As it happens, at this stage, instead of neatly falling into the role of abused, I went off and started causing my own share of trouble, because that's what I'm like. Trying to bully or repress me always causes the same reaction, which always seems to shock and astonish the poor attempted perpetrators.  I appear to turn from a dormouse or other small, cutesy rodent, into a rampaging rhino.  That's just me, though.  I'm sure it would have been worse for a lot of other people, and equally a lot better for people better equipped to deal with the situation.  Hell, if I'd been equipped to deal with it, I'd have stopped it at stage 2.  Still, it's not a competition.  I'm not judging myself or anyone else by comparison.

Eventually, things got too bad and I scarpered. I didn't stand to fight; I got the heck outta Dodge . It was possibly the safest, most sensible response to the circumstances, but hardly heroic. Not that I'm bothered by that.  I still can't see, however, why I'm accruing brownie points for making a stupid choice, not being able to manage a situation, and finally disappearing into the distance making a sound like the Road Runner.  Apparently that is an indication of the fact that "I'm being too hard on myself", and I quote.  Sorry, I just can't see it.  It might be because of the dust.  Beep! beep !

The important thing here is that I will hold until my dying day that I was not abused.  Yes, he quite possibly tried to abuse me; only he would know, if he's that self-aware.  Maybe it wasn't intentional, maybe he just acted callously and carelessly.  I'm sure as hell not going to ask him.  At any rate, it does not really matter because he did not manage to abuse me.  He did not manage it because I refused to buy into the fairy tale. I took the fangs off the Big Bad Wolf, and behind those I saw a man like any other, whose behaviours were undoubtedly questionable. But do you know a person who's never done anything questionable?  I don't.  I know I have.

The moment you stick the "abuse" label onto the situation, you diminish me.  You excuse my errors in judgement and my feebleness in dealing with the events, I come out all clean and smelling of roses, but you turn me into an innocent victim.  A VICTIM.  Fuck that.

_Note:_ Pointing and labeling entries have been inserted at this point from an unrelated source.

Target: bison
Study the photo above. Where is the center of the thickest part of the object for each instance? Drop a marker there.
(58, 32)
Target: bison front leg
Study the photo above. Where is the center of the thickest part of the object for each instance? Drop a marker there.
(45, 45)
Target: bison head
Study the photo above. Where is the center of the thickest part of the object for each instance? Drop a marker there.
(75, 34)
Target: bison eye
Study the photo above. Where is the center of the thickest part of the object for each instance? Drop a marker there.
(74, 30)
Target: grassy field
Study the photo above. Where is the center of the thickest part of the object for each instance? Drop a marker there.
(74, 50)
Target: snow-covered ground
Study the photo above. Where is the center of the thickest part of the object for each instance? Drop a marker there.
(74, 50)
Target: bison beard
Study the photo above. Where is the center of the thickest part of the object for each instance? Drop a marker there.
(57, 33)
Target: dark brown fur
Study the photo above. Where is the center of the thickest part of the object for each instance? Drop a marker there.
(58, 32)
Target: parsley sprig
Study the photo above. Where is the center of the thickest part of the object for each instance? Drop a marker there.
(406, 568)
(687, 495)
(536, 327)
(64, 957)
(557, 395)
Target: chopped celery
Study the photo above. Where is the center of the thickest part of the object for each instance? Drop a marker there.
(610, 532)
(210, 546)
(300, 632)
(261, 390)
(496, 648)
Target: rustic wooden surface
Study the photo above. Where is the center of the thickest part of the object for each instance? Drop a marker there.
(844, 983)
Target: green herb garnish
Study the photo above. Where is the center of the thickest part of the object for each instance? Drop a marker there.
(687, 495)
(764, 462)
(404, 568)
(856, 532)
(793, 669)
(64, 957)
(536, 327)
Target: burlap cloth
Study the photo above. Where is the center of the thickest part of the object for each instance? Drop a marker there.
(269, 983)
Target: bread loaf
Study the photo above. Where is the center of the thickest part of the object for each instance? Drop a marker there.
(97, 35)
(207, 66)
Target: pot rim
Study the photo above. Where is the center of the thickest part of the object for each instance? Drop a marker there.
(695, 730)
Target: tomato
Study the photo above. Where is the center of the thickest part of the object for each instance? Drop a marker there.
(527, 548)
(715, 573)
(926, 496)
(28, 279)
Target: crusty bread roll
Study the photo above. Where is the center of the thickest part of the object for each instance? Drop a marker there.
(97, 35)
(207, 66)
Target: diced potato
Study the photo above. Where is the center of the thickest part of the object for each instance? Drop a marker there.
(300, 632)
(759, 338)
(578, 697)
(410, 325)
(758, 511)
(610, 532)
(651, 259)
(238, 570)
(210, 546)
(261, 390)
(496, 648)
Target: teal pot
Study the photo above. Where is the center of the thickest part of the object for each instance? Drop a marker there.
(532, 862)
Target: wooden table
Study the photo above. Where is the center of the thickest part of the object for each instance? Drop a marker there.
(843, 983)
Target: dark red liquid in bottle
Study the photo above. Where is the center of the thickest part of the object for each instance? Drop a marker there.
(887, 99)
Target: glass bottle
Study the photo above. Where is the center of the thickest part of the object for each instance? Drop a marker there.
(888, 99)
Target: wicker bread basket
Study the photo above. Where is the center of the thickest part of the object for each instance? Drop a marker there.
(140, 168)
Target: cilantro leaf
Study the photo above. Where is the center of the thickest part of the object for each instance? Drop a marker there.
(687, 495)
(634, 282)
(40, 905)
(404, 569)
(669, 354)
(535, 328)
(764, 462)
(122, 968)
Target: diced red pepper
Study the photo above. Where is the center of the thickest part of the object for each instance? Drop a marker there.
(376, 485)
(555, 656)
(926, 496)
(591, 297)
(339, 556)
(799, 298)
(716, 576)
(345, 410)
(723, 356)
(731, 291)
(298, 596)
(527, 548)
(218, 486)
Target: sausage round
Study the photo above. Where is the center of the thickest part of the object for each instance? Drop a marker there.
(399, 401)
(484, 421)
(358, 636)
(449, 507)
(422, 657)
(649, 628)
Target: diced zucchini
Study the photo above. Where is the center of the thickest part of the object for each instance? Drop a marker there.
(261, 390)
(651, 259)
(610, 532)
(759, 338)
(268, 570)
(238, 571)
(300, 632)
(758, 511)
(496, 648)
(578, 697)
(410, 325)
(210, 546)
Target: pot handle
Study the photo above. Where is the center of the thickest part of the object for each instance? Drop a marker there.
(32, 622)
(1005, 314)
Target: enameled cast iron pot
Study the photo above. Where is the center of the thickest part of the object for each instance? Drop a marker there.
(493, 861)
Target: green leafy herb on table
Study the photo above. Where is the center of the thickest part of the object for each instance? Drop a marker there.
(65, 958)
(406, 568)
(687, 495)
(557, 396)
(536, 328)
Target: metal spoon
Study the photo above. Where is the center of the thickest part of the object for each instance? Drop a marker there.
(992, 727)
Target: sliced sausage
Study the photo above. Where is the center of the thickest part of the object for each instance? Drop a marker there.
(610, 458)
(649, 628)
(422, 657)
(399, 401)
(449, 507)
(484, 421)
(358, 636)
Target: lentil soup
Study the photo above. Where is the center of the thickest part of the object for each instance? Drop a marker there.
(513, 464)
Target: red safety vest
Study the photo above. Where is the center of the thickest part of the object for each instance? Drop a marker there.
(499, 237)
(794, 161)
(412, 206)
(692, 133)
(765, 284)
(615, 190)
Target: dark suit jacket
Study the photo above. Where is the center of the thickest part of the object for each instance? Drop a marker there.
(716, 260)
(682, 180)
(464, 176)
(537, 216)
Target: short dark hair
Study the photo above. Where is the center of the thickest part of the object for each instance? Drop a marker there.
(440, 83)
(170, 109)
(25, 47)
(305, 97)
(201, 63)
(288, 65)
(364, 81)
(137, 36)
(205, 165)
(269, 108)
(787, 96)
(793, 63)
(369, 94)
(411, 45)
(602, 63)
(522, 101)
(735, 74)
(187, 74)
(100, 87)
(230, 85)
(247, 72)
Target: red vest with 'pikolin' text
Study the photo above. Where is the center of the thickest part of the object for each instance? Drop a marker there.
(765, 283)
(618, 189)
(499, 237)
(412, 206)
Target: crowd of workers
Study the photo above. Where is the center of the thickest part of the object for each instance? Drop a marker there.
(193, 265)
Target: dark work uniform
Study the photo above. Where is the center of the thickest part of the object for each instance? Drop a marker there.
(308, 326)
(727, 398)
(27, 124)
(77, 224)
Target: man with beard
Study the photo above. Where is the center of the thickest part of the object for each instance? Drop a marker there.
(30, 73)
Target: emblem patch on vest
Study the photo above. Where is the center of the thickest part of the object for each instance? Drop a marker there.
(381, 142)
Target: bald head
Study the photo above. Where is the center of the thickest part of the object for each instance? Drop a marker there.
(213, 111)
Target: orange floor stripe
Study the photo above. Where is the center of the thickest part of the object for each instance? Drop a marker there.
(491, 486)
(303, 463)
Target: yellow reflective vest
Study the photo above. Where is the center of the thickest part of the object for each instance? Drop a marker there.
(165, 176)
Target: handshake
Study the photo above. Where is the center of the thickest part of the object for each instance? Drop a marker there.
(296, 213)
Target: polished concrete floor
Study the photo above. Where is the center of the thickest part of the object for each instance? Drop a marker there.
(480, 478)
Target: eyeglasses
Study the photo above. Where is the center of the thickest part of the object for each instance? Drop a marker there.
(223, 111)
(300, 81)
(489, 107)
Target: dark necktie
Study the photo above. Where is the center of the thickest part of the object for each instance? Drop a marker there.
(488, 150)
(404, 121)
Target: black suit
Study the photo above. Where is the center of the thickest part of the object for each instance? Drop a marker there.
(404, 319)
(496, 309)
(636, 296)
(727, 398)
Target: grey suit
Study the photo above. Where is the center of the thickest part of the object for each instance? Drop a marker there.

So, what's the moral of the story?  I'm not sure I have one.  I'm not advocating a convoluted form of mental gymnastics as a cure-all for bad situations.  I'm not saying that "empowerment" makes everything better, particularly as it's one of those unfortunate words (like "holistic" and "positive") that have been misused so much that I keep away from it as if it was a plague carrier.  I am definitely, however, advocating care in sticking labels to events and people, or accepting the easy, convenient labels that people so enjoy using.  You might be trying to make things neater and tidier in your own head, but you can end up creating victims that were not there before, and one of those victims could be you.